Personne, bien sûr, ne peut affirmer qu'il ne faudrait pas préserver son "capital santé". Mais quelque chose a changé dans la manière de penser la protection de la santé. Si cette idée que nous devenons chacun entièrement responsables de notre capital santé s'est imposée avec tant de force, n'est-ce pas aussi que sa préservation apparaît aussi comme techniquement atteignable ?

La prévention "de papa", c'est bien fini. Il ne s'agit plus seulement d'entendre des conseils. Il convient aujourd'hui pour être moderne d'analyser, de tester, de prendre des médicaments préventivement… La préservation du "capital santé" passera par la petite pilule, rose, blanche ou bleue adaptée aux maux dont souffrent aujourd'hui, paraît-il, les bien- portants: "Pour maintenir la croissance titanesque de ces dernières années, l'industrie de la santé doit de plus en plus souvent s'acharner médicalement sur des individus sains. De grands groupes pharmaceutiques agissant à l'échelle mondiale et des associations de médecins organisés en réseau international redéfinissent ainsi le concept de santé: les épreuves naturelles de la vie et les comportements normaux sont alors systématiquement interprétés comme étant pathologiques. Les entreprises du médicament sponsorisent l'invention des tableaux cliniques complets et conquièrent ainsi de nouveaux marchés pour leurs produits." (1)

 

Créer des maladies pour vendre

Selon Le Monde diplomatique (2): "Il y a une trentaine d’années, le dirigeant, le très dynamique directeur de Merck, Henry Gadsden, alors proche de la retraite, confia au magazine Fortune son désespoir de voir le marché potentiel de sa société confiné aux seuls malades. Gadsden déclara alors qu’il rêvait depuis longtemps de produire des médicaments destinés aux... bien-portants. Parce qu’alors Merck aurait la possibilité de “vendre à tout le monde”.

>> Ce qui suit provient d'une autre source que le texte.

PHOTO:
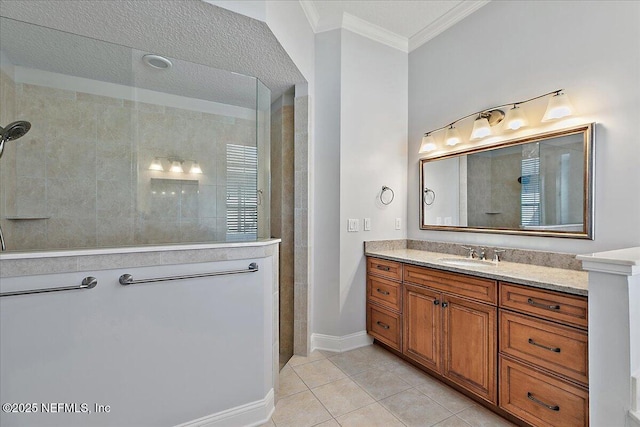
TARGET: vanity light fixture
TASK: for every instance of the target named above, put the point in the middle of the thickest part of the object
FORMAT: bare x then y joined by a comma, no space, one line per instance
558,107
428,143
481,128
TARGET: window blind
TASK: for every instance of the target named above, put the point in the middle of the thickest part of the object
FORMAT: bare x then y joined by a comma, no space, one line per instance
530,192
242,192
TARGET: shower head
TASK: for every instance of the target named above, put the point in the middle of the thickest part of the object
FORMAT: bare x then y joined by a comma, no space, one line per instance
13,131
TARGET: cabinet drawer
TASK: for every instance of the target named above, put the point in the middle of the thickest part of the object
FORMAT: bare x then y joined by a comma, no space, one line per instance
546,304
382,267
473,287
561,349
384,325
384,292
541,399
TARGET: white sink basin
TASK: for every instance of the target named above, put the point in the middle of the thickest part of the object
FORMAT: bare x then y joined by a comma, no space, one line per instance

Chacun doit prendre sa santé en main, assurément. Et, au nom de l'intérêt commun, les pouvoirs publics doivent informer le public et garantir sa protection. Mais jusqu'où aller dans la contrainte? Il ne faudrait pas négliger le fait que l'état de santé reste largement tributaire du niveau de formation, des conditions de vie et de travail. Une médecine qui n'encouragerait que la performance individuelle ne serait profitable qu'à ceux qui sont les mieux informés et qui ont des moyens financiers suffisants.

 

Voilà plus de 30 ans qu'Ivan Illich affirmait déjà que l'establishment médical était lancé dans un vaste entreprise de "médicalisation" de la vie, elle-même sapant la capacité des gens à affronter la réalité de la maladie et de la mort, transformant de trop nombreux citoyens ordinaires en malades: "Le système médical", écrivait-il, "prétend avoir autorité sur des gens qui ne sont pas encore malades". (3)

 

Christian Van Rompaey

 

(1) Jorg Blech. Les inventeurs de maladies. Actes Sud 2005 - 20 EUR.

(2) “Pour vendre des médicaments, inventons des maladies” Ray Moynihan et Alan Cassels - Le Monde Diplomatique. Mai 2006.

(3) Ivan Illich. Némésis médicale. Seuil 1975. Œuvres complètes rééditées en 2006 chez le même éditeur.